To describe the context and key drivers for regionalization of one provincial health care system in Canada; to document the original expectations of regionalization on governance and the extent to which these expectations were met; to identify the perceived successes and weaknesses of the process; and to examine the key issues and concerns that warrant further consideration and action in the future.
Forty-five CEO/senior administrator or senior health department officials in the period 1993-2001 were invited to participate, of whom 35 were interviewed (67% of senior health officials and 85% of CEOs/senior administrators).

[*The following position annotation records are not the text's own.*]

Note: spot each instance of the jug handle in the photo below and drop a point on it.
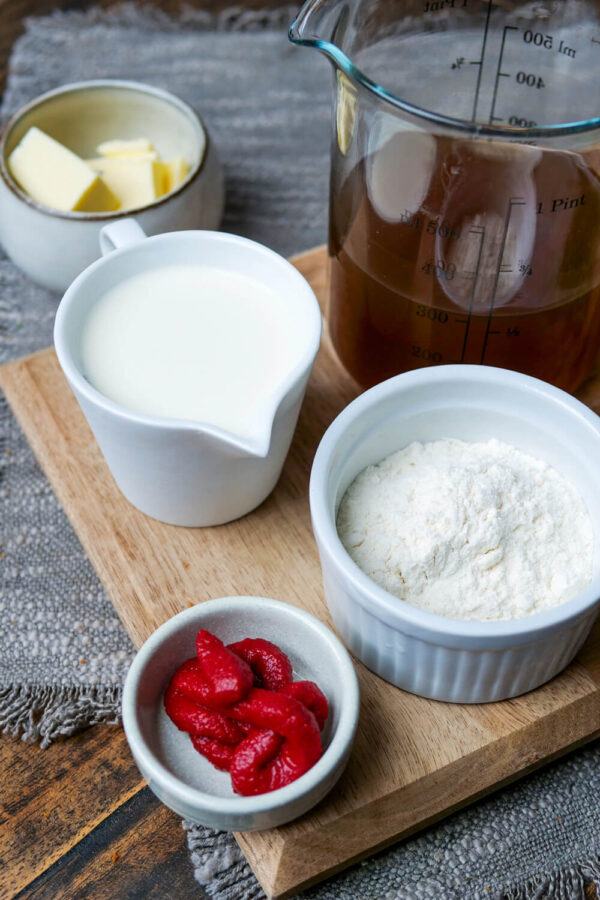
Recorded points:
(120, 234)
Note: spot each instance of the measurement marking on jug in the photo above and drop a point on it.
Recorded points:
(499, 73)
(480, 63)
(478, 230)
(439, 5)
(546, 41)
(514, 201)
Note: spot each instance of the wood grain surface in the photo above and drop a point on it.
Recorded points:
(78, 822)
(415, 760)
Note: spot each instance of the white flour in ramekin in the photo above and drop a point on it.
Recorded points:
(469, 530)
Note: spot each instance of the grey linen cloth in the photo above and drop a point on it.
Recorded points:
(64, 654)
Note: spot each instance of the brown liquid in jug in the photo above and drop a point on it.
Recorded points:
(498, 262)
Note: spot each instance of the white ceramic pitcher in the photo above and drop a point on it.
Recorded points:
(179, 471)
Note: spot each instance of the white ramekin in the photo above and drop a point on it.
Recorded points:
(435, 656)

For the most part, key informants felt that expectations of reform with respect to reduction in the number of boards and integration of services under each board's mandate did occur. However, ongoing financial restraint, failure to include the full range of health services under the regional board mandate (including physician and pharmaceutical services), uncertainty regarding the level of authority the regional boards had for decision-making, and unclear accountability mechanisms between the regional boards and the provincial Ministry of Health limited the extent to which broader expectations related to development of a population health focus, and improved continuity of care for individuals and families was achieved.
Implications for policy-makers were identified in four main areas: alignment between health policy goals and the governance structure; clarification of authority and accountability relationships; clarification of roles and responsibilities among all key actors; and strengthening of mechanisms that support accountability.
描述加拿大一个省级医疗保健系统区域化的背景和主要驱动因素;记录区域化对治理的最初期望以及这些期望的达成程度;确定该过程中公认的成功之处和弱点;并审视未来需要进一步考虑和采取行动的关键问题和担忧。
邀请了1993年至2001年期间的45位首席执行官/高级管理人员或卫生部门高级官员参与,其中35人接受了访谈(占高级卫生官员的67%,首席执行官/高级管理人员的85%)。
在很大程度上,关键信息提供者认为,在减少董事会数量以及整合各董事会职责范围内的服务方面,改革期望确实实现了。然而,持续的财政限制、区域董事会职责范围未涵盖所有卫生服务(包括医生和药品服务)、区域董事会决策权力水平的不确定性,以及区域董事会与省级卫生部之间不明确的问责机制,限制了在以人群健康为重点的发展以及改善个人和家庭护理连续性方面更广泛期望的实现程度。
确定了对政策制定者的四点主要启示:卫生政策目标与治理结构之间的一致性;明确权力和问责关系;明确所有关键行为者之间的角色和责任;以及加强支持问责制的机制。